Copy all n nodes into an array (O(n) time and space), then use array indexing for random access. Operations like reversal or middle-finding become trivial with indices, but the O(n) extra space defeats the purpose of using a linked list.
Most linked list operations traverse the list once (O(n)) and re-wire pointers in-place (O(1) extra space). The brute force often copies nodes to an array to enable random access, costing O(n) space. In-place pointer manipulation eliminates that.
Review these before coding to avoid predictable interview regressions.
Wrong move: Pointer updates overwrite references before they are saved.
Usually fails on: List becomes disconnected mid-operation.
Fix: Store next pointers first and use a dummy head for safer joins.

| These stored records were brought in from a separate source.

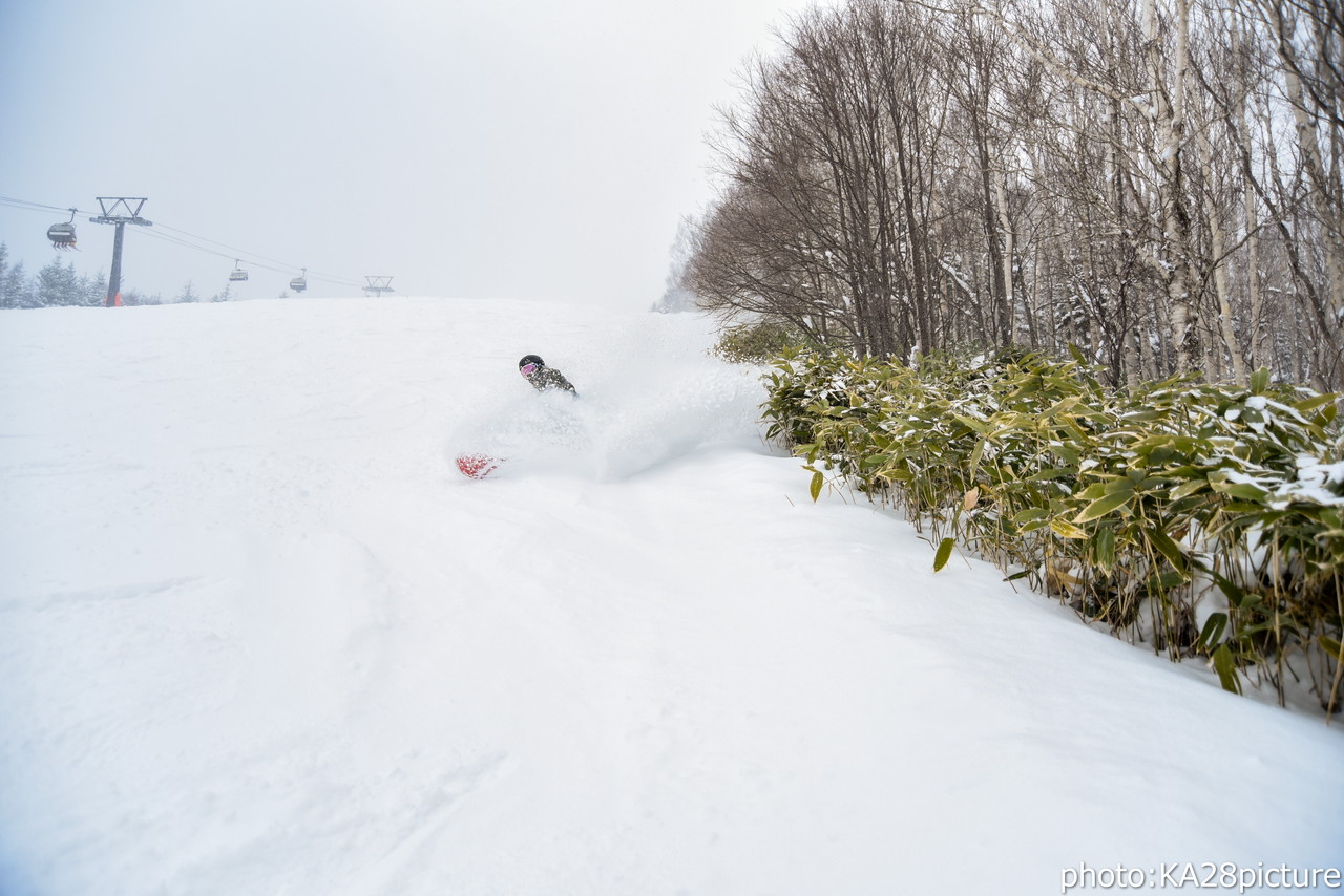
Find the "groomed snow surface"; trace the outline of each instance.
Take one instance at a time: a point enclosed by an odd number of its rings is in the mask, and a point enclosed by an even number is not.
[[[0,314],[0,892],[1160,892],[1344,861],[1344,725],[812,504],[711,344],[515,301]],[[534,392],[528,352],[581,398]],[[470,481],[464,450],[509,462]]]

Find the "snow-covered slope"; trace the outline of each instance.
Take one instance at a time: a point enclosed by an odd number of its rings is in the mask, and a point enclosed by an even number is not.
[[[1344,728],[813,505],[710,344],[509,301],[0,316],[0,893],[1341,862]]]

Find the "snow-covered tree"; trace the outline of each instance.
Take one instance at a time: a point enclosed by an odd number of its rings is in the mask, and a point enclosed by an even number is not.
[[[36,300],[43,308],[58,305],[79,305],[79,275],[74,262],[62,265],[52,259],[38,271]]]

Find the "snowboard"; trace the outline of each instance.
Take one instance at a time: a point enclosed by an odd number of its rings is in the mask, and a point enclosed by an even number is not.
[[[500,469],[503,458],[489,454],[458,454],[457,469],[469,480],[484,480],[487,476]]]

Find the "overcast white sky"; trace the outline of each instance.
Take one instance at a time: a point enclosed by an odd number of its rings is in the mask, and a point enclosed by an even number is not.
[[[148,197],[124,290],[646,308],[710,199],[715,103],[808,0],[0,0],[0,196]],[[65,218],[69,218],[66,215]],[[30,274],[56,214],[0,206]],[[83,274],[113,228],[77,218]],[[220,255],[164,242],[192,234]],[[293,265],[270,271],[263,259]],[[251,259],[251,265],[249,265]],[[266,265],[273,262],[265,261]]]

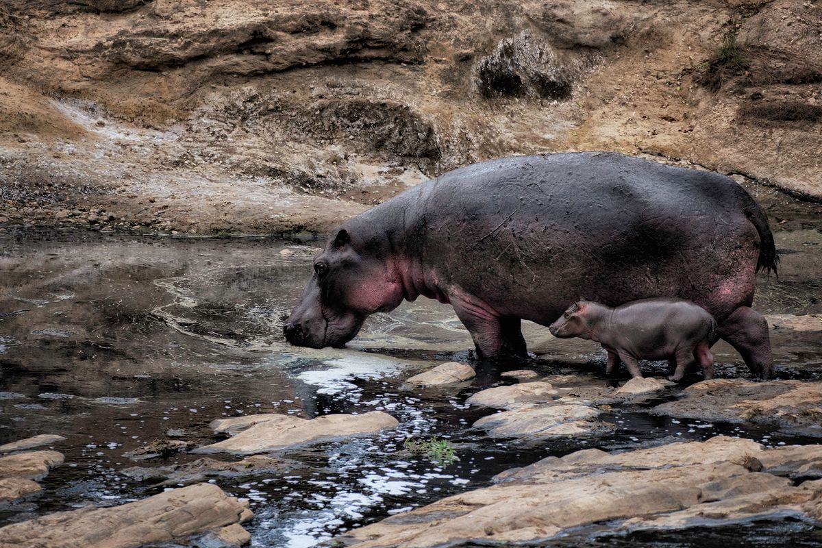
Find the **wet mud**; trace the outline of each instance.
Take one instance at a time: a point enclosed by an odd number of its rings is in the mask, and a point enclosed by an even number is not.
[[[777,232],[780,277],[760,279],[755,307],[767,315],[822,312],[817,227],[803,223]],[[155,440],[211,444],[225,438],[208,427],[212,420],[254,413],[312,418],[376,410],[399,421],[397,429],[372,436],[273,454],[282,467],[259,474],[206,476],[229,494],[250,500],[256,517],[246,528],[255,546],[314,546],[404,509],[490,485],[509,468],[580,449],[618,451],[718,434],[766,446],[819,441],[762,425],[650,412],[700,380],[697,374],[653,399],[613,406],[601,419],[615,429],[600,437],[539,444],[492,440],[470,426],[494,410],[465,400],[495,384],[515,382],[500,377],[501,370],[531,369],[539,377],[573,374],[603,385],[627,377],[605,378],[605,356],[596,343],[557,340],[547,329],[527,325],[534,358],[472,362],[477,377],[456,386],[404,386],[415,373],[473,357],[470,338],[450,307],[424,299],[370,318],[345,348],[290,347],[281,335],[282,321],[302,292],[317,245],[264,237],[183,238],[59,228],[0,233],[0,444],[38,434],[67,438],[52,445],[64,454],[65,463],[40,481],[43,495],[0,509],[0,526],[161,492],[169,486],[163,472],[151,477],[129,469],[184,465],[202,456],[169,450],[137,459],[127,454]],[[777,377],[822,377],[819,339],[818,331],[774,329]],[[730,347],[718,344],[713,353],[718,377],[749,375]],[[662,363],[644,364],[644,371],[667,373]],[[435,435],[454,445],[459,460],[442,463],[405,447],[408,438]],[[551,546],[717,542],[822,546],[822,533],[814,524],[789,520],[694,535],[614,536],[607,526],[598,526]]]

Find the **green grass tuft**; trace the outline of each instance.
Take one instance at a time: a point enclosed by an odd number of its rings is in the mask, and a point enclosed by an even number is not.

Wrong move: Advancing both pointers shrinks the search space too aggressively and skips candidates.
Usually fails on: A valid pair can be skipped when only one side should move.
Fix: Move exactly one pointer per decision branch based on invariant.
Wrong move: Pushing without popping stale elements invalidates next-greater/next-smaller logic.
Usually fails on: Indices point to blocked elements and outputs shift.
Fix: Pop while invariant is violated before pushing current element.